1. Deve ser enaltecida a iniciativa do Executivo em apresentar dados sobre o Poder Judiciário, mas a peça exibida com tal objetivo revela-se extremamente frágil, impedindo, assim, qualquer análise científica que se pretenda levar a efeito. Além de inconsistente em aspectos primordiais, o projeto de diagnóstico deixa de apontar a metodologia utilizada na coleta de várias informações oferecidas, limitando-se a reproduzir números cuja origem é negada;

2. No que se refere à Justiça do Trabalho, o documento do Ministério da Justiça não traduz com fidelidade a movimentação processual, considerando que apenas cuida dos feitos ajuizados na fase de conhecimento, desprezando o estoque de processos pendentes, ano a ano, na fase de execução, bem como o significativo número de

decisões interlocutórias proferidas pelos juízes do trabalho;

3. Somente na fase de execução, na Justiça do Trabalho, o ano de 2003 iniciou com um saldo de 1.794.678 processos pendentes, com o acréscimo de mais 667.882 novos processos, totalizando, assim, 2.462.560 feitos, com o encerramento de 545.953 execuções (fonte: Relatório Geral da Justiça do Trabalho – Ano de 2003 – TST).

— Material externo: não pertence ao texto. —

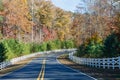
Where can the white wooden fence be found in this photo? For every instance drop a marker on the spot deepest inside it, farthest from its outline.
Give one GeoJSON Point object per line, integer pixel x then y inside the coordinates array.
{"type": "Point", "coordinates": [97, 62]}
{"type": "Point", "coordinates": [15, 60]}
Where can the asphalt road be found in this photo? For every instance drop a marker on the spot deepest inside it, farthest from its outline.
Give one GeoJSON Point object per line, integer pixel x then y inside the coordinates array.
{"type": "Point", "coordinates": [46, 68]}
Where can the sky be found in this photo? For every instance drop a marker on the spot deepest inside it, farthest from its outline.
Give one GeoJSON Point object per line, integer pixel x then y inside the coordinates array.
{"type": "Point", "coordinates": [69, 5]}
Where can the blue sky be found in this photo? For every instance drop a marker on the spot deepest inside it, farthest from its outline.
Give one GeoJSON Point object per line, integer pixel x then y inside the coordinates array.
{"type": "Point", "coordinates": [69, 5]}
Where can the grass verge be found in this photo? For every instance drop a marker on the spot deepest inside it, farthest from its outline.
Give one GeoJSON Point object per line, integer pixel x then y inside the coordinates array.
{"type": "Point", "coordinates": [16, 66]}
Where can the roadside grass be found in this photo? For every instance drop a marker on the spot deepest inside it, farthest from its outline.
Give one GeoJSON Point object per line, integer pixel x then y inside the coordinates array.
{"type": "Point", "coordinates": [17, 66]}
{"type": "Point", "coordinates": [98, 73]}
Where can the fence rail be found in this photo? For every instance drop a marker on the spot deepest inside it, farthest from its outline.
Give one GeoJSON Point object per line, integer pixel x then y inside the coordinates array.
{"type": "Point", "coordinates": [97, 62]}
{"type": "Point", "coordinates": [4, 64]}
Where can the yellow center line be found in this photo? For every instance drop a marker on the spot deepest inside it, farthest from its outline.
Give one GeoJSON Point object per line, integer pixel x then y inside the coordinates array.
{"type": "Point", "coordinates": [41, 75]}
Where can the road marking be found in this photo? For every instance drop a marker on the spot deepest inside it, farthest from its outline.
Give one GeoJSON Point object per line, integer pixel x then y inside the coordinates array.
{"type": "Point", "coordinates": [42, 72]}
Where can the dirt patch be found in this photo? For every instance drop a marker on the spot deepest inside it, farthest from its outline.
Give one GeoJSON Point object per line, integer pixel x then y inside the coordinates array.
{"type": "Point", "coordinates": [16, 66]}
{"type": "Point", "coordinates": [98, 73]}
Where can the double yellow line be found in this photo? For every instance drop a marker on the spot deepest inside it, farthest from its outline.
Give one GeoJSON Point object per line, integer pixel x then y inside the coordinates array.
{"type": "Point", "coordinates": [42, 72]}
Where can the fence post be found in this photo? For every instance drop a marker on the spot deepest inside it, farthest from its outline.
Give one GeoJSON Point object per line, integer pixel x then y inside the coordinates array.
{"type": "Point", "coordinates": [103, 63]}
{"type": "Point", "coordinates": [119, 62]}
{"type": "Point", "coordinates": [113, 63]}
{"type": "Point", "coordinates": [108, 63]}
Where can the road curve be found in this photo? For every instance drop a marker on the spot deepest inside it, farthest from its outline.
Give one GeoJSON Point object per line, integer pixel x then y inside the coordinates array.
{"type": "Point", "coordinates": [46, 68]}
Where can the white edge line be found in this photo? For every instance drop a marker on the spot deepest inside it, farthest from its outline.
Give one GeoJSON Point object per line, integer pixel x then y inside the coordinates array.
{"type": "Point", "coordinates": [74, 69]}
{"type": "Point", "coordinates": [16, 69]}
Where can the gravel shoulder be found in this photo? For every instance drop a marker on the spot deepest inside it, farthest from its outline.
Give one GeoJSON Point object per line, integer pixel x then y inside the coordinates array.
{"type": "Point", "coordinates": [98, 73]}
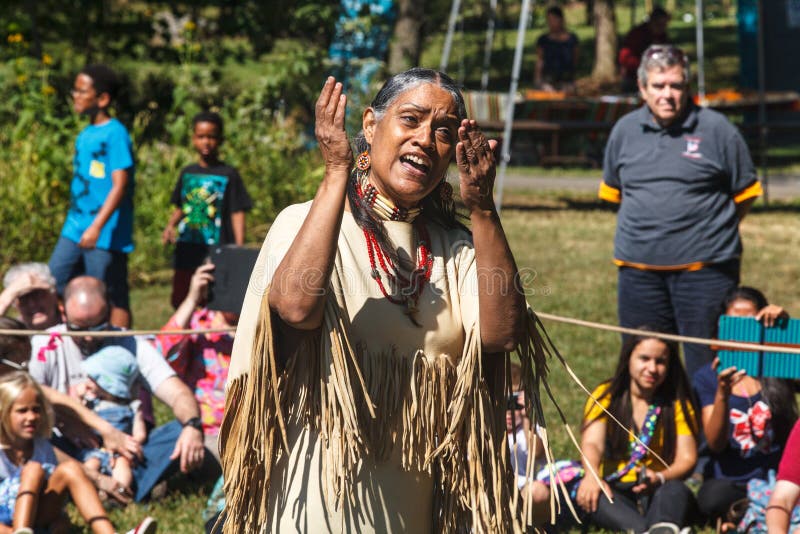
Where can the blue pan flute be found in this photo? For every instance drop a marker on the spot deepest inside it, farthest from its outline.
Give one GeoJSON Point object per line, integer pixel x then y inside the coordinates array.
{"type": "Point", "coordinates": [760, 363]}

Nenhum desses elementos foi considerado no trabalho do Ministério da Justiça, lacuna que compromete toda e qualquer gestão tendente a dar celeridade e racionalidade ao sistema processual brasileiro;

4. A estatística exibida não condiz com a realidade do volume de processos submetidos aos juízes, os quais não se encerram após a decisão proferida na fase de conhecimento;

5. A excessiva preocupação do Ministério da Justiça com “as despesas do judiciário” parece ter sido o mote central de toda a pesquisa, ao estabelecer comparações com outros países e trazer demonstrativo da evolução dos gastos efetuados sob tal rubrica pelos entes federados brasileiros. Mas não teve o cuidado no exame dos dados frente ao quadro que ampliou o acesso do cidadão à Justiça com a Constituição de 1988 e a natureza social da medida, como também os valores arrecadados pelos diversos segmentos do judiciário em favor dos cofres públicos. Mesmo assim, essas despesas sequer correspondem a 3% do orçamento da União;

6. Os valores transferidos aos trabalhadores brasileiros no ano de 2003 (mais de cinco bilhões de reais), por força da atuação da Justiça do Trabalho, também não mereceram nenhuma abordagem, comprovando o viés neoliberal que se lança como alternativa única de reforma do Estado brasileiro pelo Governo Lula;

7. Valendo-se de supostos dados do Banco Mundial, o referido “Diagnóstico do Poder Judiciário” conclui que os salários dos juízes da esfera federal situam-se no topo do ranking, considerando a paridade do poder de compra (PPPD). Causa estranheza que afirmação peremptória dessa natureza seja lançada em documento público do Poder Executivo, com base em dados de organismo internacional manifestamente interessado numa reforma do Poder Judiciário que diminua a sua importância política e social. Anamatra aproveita a oportunidade e lança publicamente o desafio ao Ministério da Justiça para que exiba a base de dados e se coloque à disposição para um debate público e transparente;

8. Por fim, face a indiferença que o Executivo demonstrou com o Poder Judiciário na elaboração do referido diagnóstico, do qual teve conhecimento no momento da sua divulgação, urge que o Supremo Tribunal Federal, no exercício da chefia do Poder Judiciário Brasileiro, elabore um verdadeiro diagnóstico do judiciário, com base em dados públicos e transparentes, para que a população conheça, efetivamente, a realidade do judiciário brasileiro.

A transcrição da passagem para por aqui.